Мужчина, к которому он обратился, огляделся по сторонам, потом заговорщически улыбнулся директору.
- Только между нами, Викторыч. Скажу тебе честно, вы нас сегодня очень сильно удивили... Просто потрясли, можно даже так сказать.
- Ну, понятно... - тяжело вздохнул директор. - Значит, все очень ужасно...
- Наоборот. Все члены нашей команды во время просмотра были единогласны во мнении, что спектакль получился гениальным.
- Гениальным? – Директор замер. - В каком смысле?

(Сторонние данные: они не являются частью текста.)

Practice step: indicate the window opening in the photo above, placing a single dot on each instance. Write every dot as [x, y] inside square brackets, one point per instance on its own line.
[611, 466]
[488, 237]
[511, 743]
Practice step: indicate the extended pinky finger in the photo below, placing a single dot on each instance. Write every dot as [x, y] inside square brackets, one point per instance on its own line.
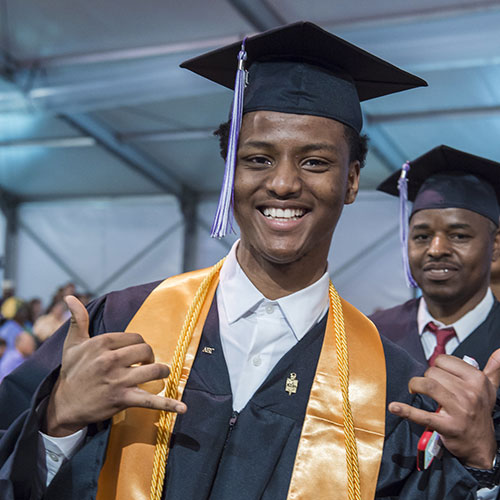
[420, 417]
[139, 398]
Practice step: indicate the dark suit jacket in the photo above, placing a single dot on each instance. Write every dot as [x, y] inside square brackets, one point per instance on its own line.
[399, 324]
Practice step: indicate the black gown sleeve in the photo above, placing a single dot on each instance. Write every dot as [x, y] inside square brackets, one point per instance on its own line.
[399, 477]
[22, 397]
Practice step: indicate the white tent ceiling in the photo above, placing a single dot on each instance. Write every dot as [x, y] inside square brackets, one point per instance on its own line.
[93, 103]
[92, 100]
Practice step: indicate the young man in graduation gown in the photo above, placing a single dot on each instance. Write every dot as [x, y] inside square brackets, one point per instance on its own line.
[452, 240]
[277, 388]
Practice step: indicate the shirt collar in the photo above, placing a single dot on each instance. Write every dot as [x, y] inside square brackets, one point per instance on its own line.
[466, 324]
[302, 309]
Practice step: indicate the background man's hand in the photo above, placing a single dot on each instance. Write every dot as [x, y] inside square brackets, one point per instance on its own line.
[467, 397]
[100, 376]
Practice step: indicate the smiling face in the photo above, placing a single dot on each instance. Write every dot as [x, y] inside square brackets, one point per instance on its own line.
[450, 252]
[293, 177]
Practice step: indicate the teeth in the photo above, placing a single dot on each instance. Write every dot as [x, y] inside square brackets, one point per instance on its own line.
[280, 213]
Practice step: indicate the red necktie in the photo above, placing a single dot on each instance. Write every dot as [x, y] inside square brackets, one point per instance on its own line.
[442, 337]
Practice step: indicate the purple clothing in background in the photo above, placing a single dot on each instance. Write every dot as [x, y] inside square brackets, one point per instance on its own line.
[9, 362]
[9, 331]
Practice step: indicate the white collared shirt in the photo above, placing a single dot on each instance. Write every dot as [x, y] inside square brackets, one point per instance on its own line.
[257, 332]
[463, 327]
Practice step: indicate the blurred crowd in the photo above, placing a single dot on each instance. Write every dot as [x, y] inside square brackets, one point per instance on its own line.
[25, 325]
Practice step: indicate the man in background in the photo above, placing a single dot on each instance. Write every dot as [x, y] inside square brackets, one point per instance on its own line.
[274, 405]
[453, 241]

- В самом что ни на есть прямом! Никто не поверит, но я, Викторыч, впервые стал свидетелем, как игрой актеров можно так передать атмосферу. Даже запах у спектакля был… Такой... Точно передающий, как может пахнуть дно человеческой жизни. Никому ещё не удавалось так Горького на сцене поставить... А ваш Сатин... Он же ходил по сцене так, как будто брезгует ходить по этой - насквозь прогнившей от грехов - земле. Просто, запредельный уровень мастерства у актёра. Так что... - чиновник от искусства перешёл на шепот, - будем ваш спектакль выдвигать на "Маску" однозначно. Но только ты пока - никому! - Он похлопал директора по плечу и поспешил на выход.
Герман Викторович несколько минут стоял ошарашенный, затем и сам поспешил за кулисы сцены, где почти в полной темноте на стуле сидела мрачная уборщица.
- Так, Мариванна, пройдем ко мне в кабинет! - жизнерадостно сказал ей директор.
- Зачем? - хмуро пробормотала женщина. - Вы, кажется, мне уже всё сказали...
Директор оглянулся по сторонам, и убедившись, что рядом никого нет, заулыбался.
- Ладно... Я тебе здесь всё скажу... Ты это, Мариванна... Того... Не расстраивайся. Я свой приказ о твоем увольнении отменяю. Работай спокойно дальше. Понятно?
- Это почему это?
- Потому что, передумал я. Но смотри, чтобы больше таких проколов не повторялось. Это сегодня тебе повезло. Комиссия-то сидела на восьмом ряду, и кошачьи запахи поняла не совсем правильно. Так что - всё обошлось. И ещё. Если мы "Маску" возьмем, я тебе премию выпишу наравне с артистами. Но это - между нами. Поняла?
- Не совсем... - призналась растерявшаяся Мария Ивановна.
- Это хорошо. В общем, работай, Мариванна, как работала. И за кошкой теперь следи, заразой этой хвостатой. Теперь за неё полностью ты отвечаешь. Так что - не расслабляйся.